23/8/17

Carta de Adrián Ramírez a su amiga Julieta
Una colega con quien regreso de Pilar a Pergamino vive hace años con su pareja en un vínculo caracterizado por los mutuos permisos, por decirlo sin profundizar, total vos entendés.
Desde luego, alguien chapado a la antigua -y con gusto, eh- no se siente bien frente a ese escenario. Solo imaginarme al lado de alguien que me dice: "Esta noche salgo", con lo que eso puede conllevar, me lleva a suponer que al rato voy a tener unos cuernos más grandes que Olaf y un ciervo juntos.
Por ende, si ese régimen de pareja abierta me cae mal, es incoherente servirme de sus beneficios. Pero...

El pero de esta historia lo ponen los colectiveros. Sí, ellos son los culpables. Si viajaran con las luces prendidas, la tentación sería muchísimo menor.
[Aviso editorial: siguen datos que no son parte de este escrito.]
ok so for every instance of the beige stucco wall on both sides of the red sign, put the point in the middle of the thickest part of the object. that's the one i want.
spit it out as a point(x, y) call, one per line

Claro que como se confabulan contra mí y encima casi siempre hay asientos dobles disponibles, nos ponemos a charlar al oscuro y su rostro, lindo, se torna bellísimo, manzana al alcance de los labios.
De Fabiana me separa casi todo: a ella le gustan los hombres, hablar mucho de lo que hace en la profesión, leer setecientas páginas de teoría por semana e indagar en asuntos que juzgo pérdidas de tiempo (al estilo de muchas investigaciones tipo: ¿será igual de redondo el agujero del mate de calabaza que el del mate de plástico?).
Lo que me acerca, y tenés derecho de rotularme superficial, es su belleza. Es una botellita de Coca de medio litro.
También me distancian los 10 años que le llevo.

El otro día, mientras dialogábamos sobre una invitación que le han hecho para que diserte en un terciario, se me hacía cada vez más difícil mirarla sin pasar directo al beso. Muy difícil, Julieta. Me daba cuenta de que resulta incoherente criticar una pareja abierta y al mismo tiempo servirme de sus gozos, sin embargo en ese contexto pensaba: "Y bueno, seré incoherente".
En un momento, a la altura de Arrecifes, las dudas empezaban a disiparse y, presto a decir "má sí!", el colectivo enfiló hacia la banquina, prendió las luces para que bajara un pasajero y hube de esperar.
Ni bien salió y apagó las luces, la charla continuó, conmigo diciendo "sí" y "claro" sin comprender a qué -el poder de la mirada es superior al de la mente-.
Hasta que en un momento, mi mano izquierda acarició su mejilla derecha y mis ojos vieron su sorpresa. Por eso en primer lugar, acaso por un repentino acceso de coherencia en mucho menor medida, no la besé. Me limité a contarle lo que me pasaba, en una charla franca y liberadora; hablé casi tan acelerado como Jorge Corona de la ansiedad que tenía.
(Reíte tranquila, dale, no me enojo).

Suspiro cuando recuerdo el momento. Ella me explicó que prefería no vincularse con alguien que no ve con buenos ojos las parejas abiertas (tema hablado en viaje anterior) por cuanto había sufrido por eso. Señaló, sonriendo, que cuando pensara distinto al respecto le avisara, y también que percibía cierta química entre ambos. ¿Te acordás cuando te conté que un par de viajes atrás estuvo a punto de tocarme la mano? Y eso no fue una sensación, lo vi clarito.
En fin...
Continuamos conversando y, minutos más tarde, el tema viró hacia cuentos que nos recomendamos. Al llegar a la esquina en que se bifurcan los caminos a su casa y a la mía, nos saludamos cordialmente. Me pareció notar una mirada de sorpresa.